The system will be provided and operated by Particle Drilling as a service to the oil and gas company for drilling certain rock intervals (specifically in wells where hard and/or abrasive formations result in penetration rates averaging ten feet per hour or less).
The PID system is designed to connect to and service an operational well in progress with minimal interference to normal drilling operations. All PID System equipment is either mounted on trucks or trailers, and the Company expects that the system can be installed on a rig during a scheduled bit trip. A good portion of the PID System may be mobilized and rigged up offline so as not to interfere with the drilling operation in progress.

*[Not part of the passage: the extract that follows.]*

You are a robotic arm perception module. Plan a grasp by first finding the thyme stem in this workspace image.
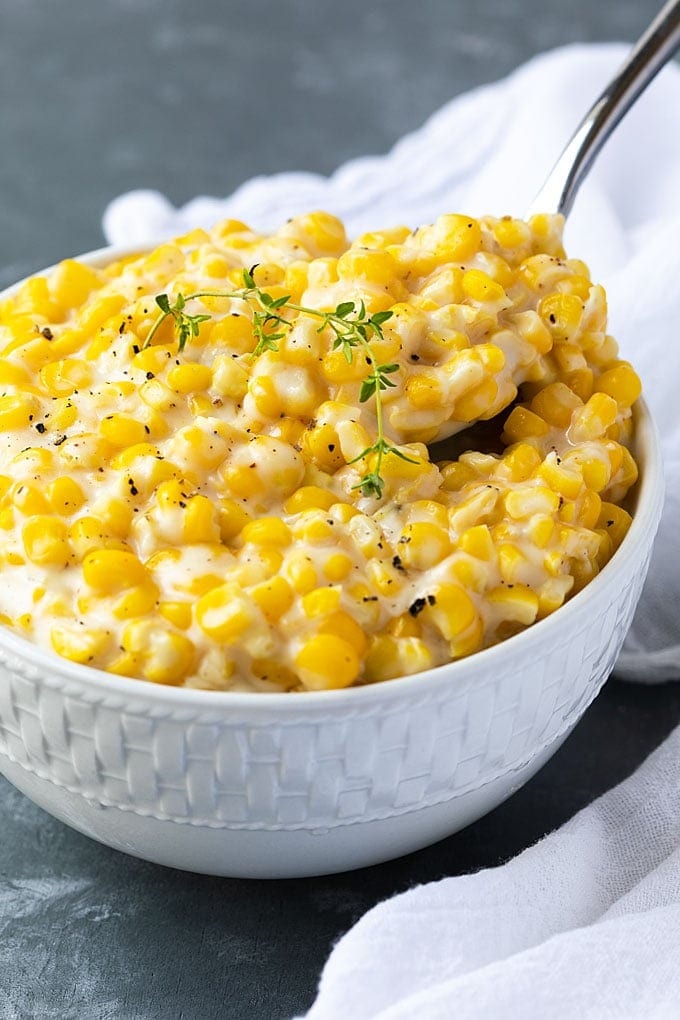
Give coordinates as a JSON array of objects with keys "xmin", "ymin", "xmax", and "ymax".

Once the operator is finished with the PID System, it is expected that it can be taken offline in one to two hours and demobilized with no further interference with the drilling operation. Management believes this operational transparency is extremely important for industry acceptance of the PID System.
Test applications to date have demonstrated that the PID system is capable of drilling through rock formations at rates from two to four times faster than current conventional techniques. Depending on the volume of shot introduced into the drilling mud, the number of shot strikes on the formation is in excess of four million per minute, thereby yielding a higher rate of penetration than conventional roller cone rock bits (reducing the amount of time the operator spends on location to drill the well). The result is a much more efficient and cost-effective drilling process—generating savings in labor, fuel, rentals, rig time and other variable well costs.
The reduction in drilling time and reduction of other drilling problems resulting from the utilization of the PID system represents estimated savings between 35% and 50% of conventional drilling costs.
To date, the business has not generated any revenue from its operations.
As of June 30, 2006, Particle Drilling had approximately $5.1 million in cash, current liabilities of $1.6 million, and negligible long-term debt.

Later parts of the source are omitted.